Saj is a traditional flat bread popular across the levant. It’s like round lavash. The dough is stretched so thin you can see through it and then cooked on a hot iron dome. Traditionally the bread is transported from the baker to the untouchable grill via large cushions. The saj here isn’t domed, but flat, so the pillows aren’t necessary. The saj comes folded like a quesadilla with a choice of salty fillings: labneh (super thick yogurt), za’atar, crumbly cheese, or any combination of them. We recommend za’atar; its blend of thyme, sumac and sesame is intensely herbal, and sharply lemony.
The gas-powered fire oven is busy browning all sorts of flatbread variations. Aside from the saj, there are stuffed pies, pizzas, adjarski (boat shaped pizzas also known as “pide”), and lamachuns. The bite-sized bakes at the counter make good road snacks. The spinach ones are particularly robust, intensely seasoned with lemon and black pepper.
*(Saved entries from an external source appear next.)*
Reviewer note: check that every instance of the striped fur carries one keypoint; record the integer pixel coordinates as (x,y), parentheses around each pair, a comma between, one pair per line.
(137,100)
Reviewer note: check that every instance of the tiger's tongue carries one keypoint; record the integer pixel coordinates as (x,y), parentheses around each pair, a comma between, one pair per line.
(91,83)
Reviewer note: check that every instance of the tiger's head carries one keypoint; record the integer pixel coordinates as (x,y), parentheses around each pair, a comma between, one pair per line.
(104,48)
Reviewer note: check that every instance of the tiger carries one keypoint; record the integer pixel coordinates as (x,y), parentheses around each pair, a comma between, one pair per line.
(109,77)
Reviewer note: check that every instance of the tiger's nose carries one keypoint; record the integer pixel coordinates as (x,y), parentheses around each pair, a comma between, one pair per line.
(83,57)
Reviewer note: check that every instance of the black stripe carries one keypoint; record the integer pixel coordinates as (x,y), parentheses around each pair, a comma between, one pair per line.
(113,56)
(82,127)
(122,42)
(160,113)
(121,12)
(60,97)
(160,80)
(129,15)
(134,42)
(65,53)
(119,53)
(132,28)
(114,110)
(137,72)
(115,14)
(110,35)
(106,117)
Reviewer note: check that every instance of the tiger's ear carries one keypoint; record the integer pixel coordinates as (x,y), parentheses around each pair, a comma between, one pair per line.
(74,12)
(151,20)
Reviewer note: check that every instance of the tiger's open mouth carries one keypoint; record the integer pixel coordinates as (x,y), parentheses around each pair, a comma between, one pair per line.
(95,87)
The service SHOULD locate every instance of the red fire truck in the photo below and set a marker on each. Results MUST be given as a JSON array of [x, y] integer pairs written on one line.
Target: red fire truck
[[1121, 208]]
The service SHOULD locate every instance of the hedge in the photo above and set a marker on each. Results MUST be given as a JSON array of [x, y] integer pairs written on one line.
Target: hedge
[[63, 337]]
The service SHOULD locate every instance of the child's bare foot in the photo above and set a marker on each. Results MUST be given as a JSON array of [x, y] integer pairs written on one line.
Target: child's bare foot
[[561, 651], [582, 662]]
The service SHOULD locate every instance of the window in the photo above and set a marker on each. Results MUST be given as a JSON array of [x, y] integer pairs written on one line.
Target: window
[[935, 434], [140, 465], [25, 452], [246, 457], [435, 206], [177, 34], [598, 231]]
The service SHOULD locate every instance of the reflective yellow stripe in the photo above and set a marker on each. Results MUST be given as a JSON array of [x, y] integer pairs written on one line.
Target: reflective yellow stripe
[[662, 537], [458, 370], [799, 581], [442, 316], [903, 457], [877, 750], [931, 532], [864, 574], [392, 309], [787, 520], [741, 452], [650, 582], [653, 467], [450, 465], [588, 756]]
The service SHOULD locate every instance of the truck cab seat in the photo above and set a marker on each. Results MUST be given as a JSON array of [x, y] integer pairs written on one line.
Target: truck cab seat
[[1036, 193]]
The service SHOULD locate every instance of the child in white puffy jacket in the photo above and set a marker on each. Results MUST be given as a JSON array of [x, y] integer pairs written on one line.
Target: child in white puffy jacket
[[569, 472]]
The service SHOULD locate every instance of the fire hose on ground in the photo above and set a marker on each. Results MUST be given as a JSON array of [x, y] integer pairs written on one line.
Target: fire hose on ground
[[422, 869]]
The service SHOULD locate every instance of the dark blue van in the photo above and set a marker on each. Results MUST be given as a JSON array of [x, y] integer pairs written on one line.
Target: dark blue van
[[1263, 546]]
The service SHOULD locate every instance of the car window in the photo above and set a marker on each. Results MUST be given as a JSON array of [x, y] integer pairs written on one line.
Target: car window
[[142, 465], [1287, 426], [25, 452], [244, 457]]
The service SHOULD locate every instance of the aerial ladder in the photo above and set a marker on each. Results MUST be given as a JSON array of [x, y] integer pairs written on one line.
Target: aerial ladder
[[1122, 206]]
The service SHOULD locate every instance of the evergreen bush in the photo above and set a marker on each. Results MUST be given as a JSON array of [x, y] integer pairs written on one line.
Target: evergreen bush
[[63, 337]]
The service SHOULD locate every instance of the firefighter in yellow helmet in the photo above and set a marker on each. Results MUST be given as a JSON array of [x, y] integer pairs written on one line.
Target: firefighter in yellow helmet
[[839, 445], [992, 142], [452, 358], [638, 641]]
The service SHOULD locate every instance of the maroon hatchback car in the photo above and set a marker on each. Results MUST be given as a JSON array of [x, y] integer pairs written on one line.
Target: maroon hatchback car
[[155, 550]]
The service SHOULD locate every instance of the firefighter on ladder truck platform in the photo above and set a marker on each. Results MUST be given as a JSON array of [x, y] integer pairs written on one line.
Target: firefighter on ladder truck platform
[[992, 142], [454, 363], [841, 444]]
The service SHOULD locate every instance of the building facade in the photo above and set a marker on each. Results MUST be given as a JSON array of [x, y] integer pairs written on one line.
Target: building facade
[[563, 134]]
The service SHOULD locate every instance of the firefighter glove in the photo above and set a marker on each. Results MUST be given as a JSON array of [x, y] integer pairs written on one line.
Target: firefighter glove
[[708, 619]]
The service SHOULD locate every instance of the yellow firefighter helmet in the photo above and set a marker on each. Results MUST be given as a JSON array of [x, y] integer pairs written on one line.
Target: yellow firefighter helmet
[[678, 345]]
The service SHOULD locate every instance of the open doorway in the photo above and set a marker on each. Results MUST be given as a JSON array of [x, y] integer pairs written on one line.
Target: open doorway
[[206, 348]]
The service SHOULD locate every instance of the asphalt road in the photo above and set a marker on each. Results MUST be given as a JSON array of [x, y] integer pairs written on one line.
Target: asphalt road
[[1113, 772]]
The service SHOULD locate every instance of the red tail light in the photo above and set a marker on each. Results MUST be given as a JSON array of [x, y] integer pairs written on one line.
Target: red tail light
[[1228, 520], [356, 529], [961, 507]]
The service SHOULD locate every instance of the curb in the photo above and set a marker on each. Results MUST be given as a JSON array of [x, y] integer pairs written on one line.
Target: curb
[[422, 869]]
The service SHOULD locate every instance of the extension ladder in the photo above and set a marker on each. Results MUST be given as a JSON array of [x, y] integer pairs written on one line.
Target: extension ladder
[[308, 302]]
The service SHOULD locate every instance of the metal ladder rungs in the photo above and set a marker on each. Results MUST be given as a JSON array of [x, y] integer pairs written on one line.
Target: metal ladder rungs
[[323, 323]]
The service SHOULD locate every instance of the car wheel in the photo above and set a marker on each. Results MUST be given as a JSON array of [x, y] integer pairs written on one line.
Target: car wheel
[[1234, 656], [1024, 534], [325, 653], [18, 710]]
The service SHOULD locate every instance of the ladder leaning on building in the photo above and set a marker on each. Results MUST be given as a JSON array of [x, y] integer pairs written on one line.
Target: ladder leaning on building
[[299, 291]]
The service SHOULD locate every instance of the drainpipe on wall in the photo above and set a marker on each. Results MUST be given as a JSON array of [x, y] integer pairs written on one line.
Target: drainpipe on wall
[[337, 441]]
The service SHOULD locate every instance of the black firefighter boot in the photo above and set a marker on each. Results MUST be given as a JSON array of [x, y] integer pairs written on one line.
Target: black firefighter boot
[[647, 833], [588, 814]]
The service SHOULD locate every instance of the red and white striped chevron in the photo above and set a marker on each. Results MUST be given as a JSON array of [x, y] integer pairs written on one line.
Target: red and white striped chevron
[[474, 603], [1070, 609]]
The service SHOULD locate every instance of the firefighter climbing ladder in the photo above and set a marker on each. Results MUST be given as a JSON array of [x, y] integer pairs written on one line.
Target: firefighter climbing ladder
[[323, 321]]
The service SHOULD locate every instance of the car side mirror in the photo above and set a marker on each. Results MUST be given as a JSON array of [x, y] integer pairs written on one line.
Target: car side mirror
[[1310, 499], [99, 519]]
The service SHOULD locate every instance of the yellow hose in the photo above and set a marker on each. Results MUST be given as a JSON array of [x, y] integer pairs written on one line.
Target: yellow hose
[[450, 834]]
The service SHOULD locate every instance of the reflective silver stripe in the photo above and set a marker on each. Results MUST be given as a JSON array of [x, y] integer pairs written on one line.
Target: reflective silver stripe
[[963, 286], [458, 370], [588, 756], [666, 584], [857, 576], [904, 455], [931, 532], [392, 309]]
The best dish at Furn Saj is Cheese Saroukh. These are doughy calzones stuffed with a blend of cheeses, onions and herbs. The falafel is pretty good. They’re the leavened sort, made lighter and airy from the addition of baking powder. They are shaped like Hostess doughnuts. The plate comes with bright red pickled turnips, pickled peppers, salad, tahini and hummus. The hummus is quite good, ultra creamy with clear bean flavors. It’s not especially garlicy or lemony, but rather well-balanced.
Shawarma wraps are a must. The meat is really expertly seasoned and allowed to fully char before it’s shaved. It has a BBQ-like bark. Under the large spits of chicken and beef they have quartered tomatoes basting in the shawarma drippings. These well seasoned, half roasted beauties wind up in the wraps too. It is a higher vision of shawarma, and worth driving from anywhere to try. If you have no preference between beef and chicken, get a half and half. They are both excellent, and come wrapped separately so you can appreciate their distinct qualities.
There are many options for sweets. Nutella and Kinder pizzas or honey and labneh saj are eye catching. We love the homemade rice pudding — a must-eat unbaked alternative. It’s thick, rich, and heavy, almost like a risotto with a touch of rosewater and a heavy dusting of cinnamon. It might be the best rice pudding we’ve ever had.